Los Olímpicos llevan por dentro la belleza de los ideales de la competencia limpia y leal, no importa que por momentos esos principios fuesen saboteados por el dopaje o las tensiones entre potencias.
De ahí que la filosofía que soporta los juegos, el olimpismo, consigne en el papel y busque ser en la práctica una exposición de cierto decálogo de comportamiento de atletas que disputan el honor de las medallas y los podios.
Ese olimpismo centra sus metas en estimular una juventud educada en la disciplina, la belleza y la libertad del deporte. Un proceso, un sueño de largo aliento que tiene como su oro “una misión pacífica y moral”, fundada desde los tiempos modernos en las aspiraciones del educador Pierre Barón de Coubertain, que fundó el Comité Olímpico Internacional (COI), en 1894, y alentó los primeros juegos en 1896, en Atenas.
Toda aquella heredad se sostiene en tres pilares: excelencia, amistad y respeto. La Carta Olímpica lo expresa: “Al asociar el deporte con la cultura y la formación, el Olimpismo se propone crear un estilo de vida basado en la alegría del esfuerzo, el valor educativo del buen ejemplo, la responsabilidad social y el respeto por los principios éticos fundamentales universales”.

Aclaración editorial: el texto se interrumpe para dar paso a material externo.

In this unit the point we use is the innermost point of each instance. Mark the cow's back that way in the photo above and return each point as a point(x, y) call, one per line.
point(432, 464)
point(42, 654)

Desde hoy y hasta el 21 de agosto, Río 2016 abre sus puertas a 17 mil atletas de 206 naciones. Colombia tendrá 147 deportistas y buscará superar las ocho medallas alcanzadas en Londres 2012. Se trata de los primeros Olímpicos en Suramérica, en un gigante territorial, deportivo y económico que hoy afronta una realidad convulsa de corrupción y abusos políticos en parte de su cúpula gubernamental y empresarial.
Pero no por ello Río dejará de ser el foco de un mundo densamente interconectado y como siempre deseoso de ver surgir y resurgir a héroes que baten marcas y se sobreponen a las tribulaciones personales y a los conflictos de sus patrias. Hombres que no agotan su deseo de superación y que por ello mismo, generación tras generación, legan a otros nuevos retos y marcas.
Río 2016 es desde ya el punto de mira de quienes aman el deporte. Pero, igual, es centro de atención desbordante de emociones, triunfos y derrotas humanas. Y más allá de los ganadores visibles de cada competencia, seremos testigos, todos, de otra victoria de la convivencia humana.